ただ、国内のマーメイドパフォーマーで、ここまで本格的なマーメイドフィンを使っている人はまだ少ないです。もっとお手軽なフィンがネットでたくさん売られています。
あと、マーメイドになるための「マーメイディング」の講義を受けるのをおすすめします。人魚らしく華麗に泳ぐための方法や安全に楽しく行うための方法を学ぶことができます。
今ではいろんなところでマーメイディングを学べるようになってきていますが、私のところでは、文部科学省認可のダイビング指導団体ジャパンクマスのスペシャルプログラムとしてマーメイドになるための講習があります。私がコース構成や教材を制作しました。
── マーメイドパフォーマーとして働くなかで叶えたい夢はありますか?
ももさん:
「プロのマーメードパフォーマー」になることです。私の考えでは「プロ」と呼べるのは、マーメードパフォーマーで生計が立てられること。でも、マーメイドパフォーマンスで生計を立てるのは、私を含めて今の日本で
世界では、マーメードパフォーマーだけを生業としている人がいっぱいいます。

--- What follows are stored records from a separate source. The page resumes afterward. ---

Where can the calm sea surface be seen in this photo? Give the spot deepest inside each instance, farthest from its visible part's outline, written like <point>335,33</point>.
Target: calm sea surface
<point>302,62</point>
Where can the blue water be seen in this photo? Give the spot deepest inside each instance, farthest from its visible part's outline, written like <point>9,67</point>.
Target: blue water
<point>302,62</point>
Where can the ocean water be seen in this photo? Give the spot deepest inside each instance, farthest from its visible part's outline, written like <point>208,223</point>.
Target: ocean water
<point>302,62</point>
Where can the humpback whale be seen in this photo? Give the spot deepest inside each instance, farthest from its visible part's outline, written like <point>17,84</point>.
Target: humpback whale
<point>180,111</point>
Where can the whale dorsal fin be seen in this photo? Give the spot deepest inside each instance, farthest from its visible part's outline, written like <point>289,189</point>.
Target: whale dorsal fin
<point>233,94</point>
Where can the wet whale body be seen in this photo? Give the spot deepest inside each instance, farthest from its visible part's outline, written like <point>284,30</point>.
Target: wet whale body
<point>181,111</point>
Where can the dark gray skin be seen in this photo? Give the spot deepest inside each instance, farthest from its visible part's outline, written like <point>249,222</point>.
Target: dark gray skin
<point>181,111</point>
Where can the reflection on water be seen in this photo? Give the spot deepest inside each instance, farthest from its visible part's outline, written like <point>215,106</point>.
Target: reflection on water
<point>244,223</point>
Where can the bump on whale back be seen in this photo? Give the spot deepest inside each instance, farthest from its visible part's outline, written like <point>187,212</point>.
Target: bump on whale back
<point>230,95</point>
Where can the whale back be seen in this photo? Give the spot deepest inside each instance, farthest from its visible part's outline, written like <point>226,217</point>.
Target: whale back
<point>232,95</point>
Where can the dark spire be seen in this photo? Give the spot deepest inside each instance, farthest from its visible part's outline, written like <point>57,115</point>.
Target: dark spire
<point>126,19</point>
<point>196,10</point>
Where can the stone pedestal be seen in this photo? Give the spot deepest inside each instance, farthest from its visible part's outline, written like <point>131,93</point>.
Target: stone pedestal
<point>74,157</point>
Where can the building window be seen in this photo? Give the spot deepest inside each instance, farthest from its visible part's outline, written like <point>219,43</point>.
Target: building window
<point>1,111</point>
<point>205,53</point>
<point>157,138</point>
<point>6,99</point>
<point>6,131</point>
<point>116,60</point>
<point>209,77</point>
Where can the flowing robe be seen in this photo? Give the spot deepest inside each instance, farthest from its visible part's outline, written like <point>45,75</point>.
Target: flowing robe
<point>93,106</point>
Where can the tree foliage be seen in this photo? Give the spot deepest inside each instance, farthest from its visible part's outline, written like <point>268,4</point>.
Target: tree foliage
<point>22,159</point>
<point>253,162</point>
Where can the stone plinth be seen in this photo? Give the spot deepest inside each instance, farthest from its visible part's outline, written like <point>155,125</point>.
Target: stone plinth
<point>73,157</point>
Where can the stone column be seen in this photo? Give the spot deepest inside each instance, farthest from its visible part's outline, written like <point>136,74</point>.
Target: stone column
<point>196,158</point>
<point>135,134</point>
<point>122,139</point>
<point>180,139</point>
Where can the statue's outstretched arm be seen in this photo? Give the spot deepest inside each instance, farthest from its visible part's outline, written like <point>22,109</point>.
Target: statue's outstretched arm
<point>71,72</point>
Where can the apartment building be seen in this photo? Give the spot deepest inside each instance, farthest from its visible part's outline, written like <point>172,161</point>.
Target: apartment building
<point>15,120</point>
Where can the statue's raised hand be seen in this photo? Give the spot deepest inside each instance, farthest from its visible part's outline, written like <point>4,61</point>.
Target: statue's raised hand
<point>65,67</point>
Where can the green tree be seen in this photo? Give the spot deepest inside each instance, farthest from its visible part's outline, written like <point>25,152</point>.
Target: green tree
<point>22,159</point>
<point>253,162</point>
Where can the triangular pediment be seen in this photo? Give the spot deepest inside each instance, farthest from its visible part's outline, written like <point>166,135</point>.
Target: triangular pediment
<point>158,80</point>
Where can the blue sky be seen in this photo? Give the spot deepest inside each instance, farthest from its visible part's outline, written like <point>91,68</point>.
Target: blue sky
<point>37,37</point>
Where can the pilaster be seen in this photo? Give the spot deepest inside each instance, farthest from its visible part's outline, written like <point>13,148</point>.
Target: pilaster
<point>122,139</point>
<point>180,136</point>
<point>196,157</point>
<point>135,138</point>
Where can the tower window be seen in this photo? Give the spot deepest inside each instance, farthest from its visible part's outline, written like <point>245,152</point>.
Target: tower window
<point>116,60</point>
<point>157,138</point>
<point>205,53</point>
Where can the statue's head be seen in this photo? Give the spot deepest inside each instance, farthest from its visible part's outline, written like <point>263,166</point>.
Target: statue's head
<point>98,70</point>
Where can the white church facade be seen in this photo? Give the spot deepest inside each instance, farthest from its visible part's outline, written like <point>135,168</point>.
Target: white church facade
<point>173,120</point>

たとえば、先ほどのハンナ・マーメイドをはじめ、マーメイド・メリッサ、マーメイド・エレなど、世界的に活躍している一流のマーメードパフォーマーたちがそうです。
また、海外では水族館の水槽で人魚が泳ぐマーメイドショーが盛んなのですが、日本では「水槽に魚以外のものを入れることに抵抗がある」「人魚ではなく魚を見てほしい」など、さまざまな意見があります。
ゼロからイチを生み出す作業なので、乗り越えるべきハードルは高いです。でも、子どもたちのためにも、マーメイドパフォーマーの認知を広げていき、この仕事で生活ができるように道を切り開いていけたらと思います。
そして、もっとたくさんの、これまで見たことのないすばらしい海の世界に身を置いて、かつてないファンタジーの作品をみんなに見ていただきたいという夢もあります。その夢に向かってマーメイドパフォーマーとしてこれからも挑戦し続けたいです。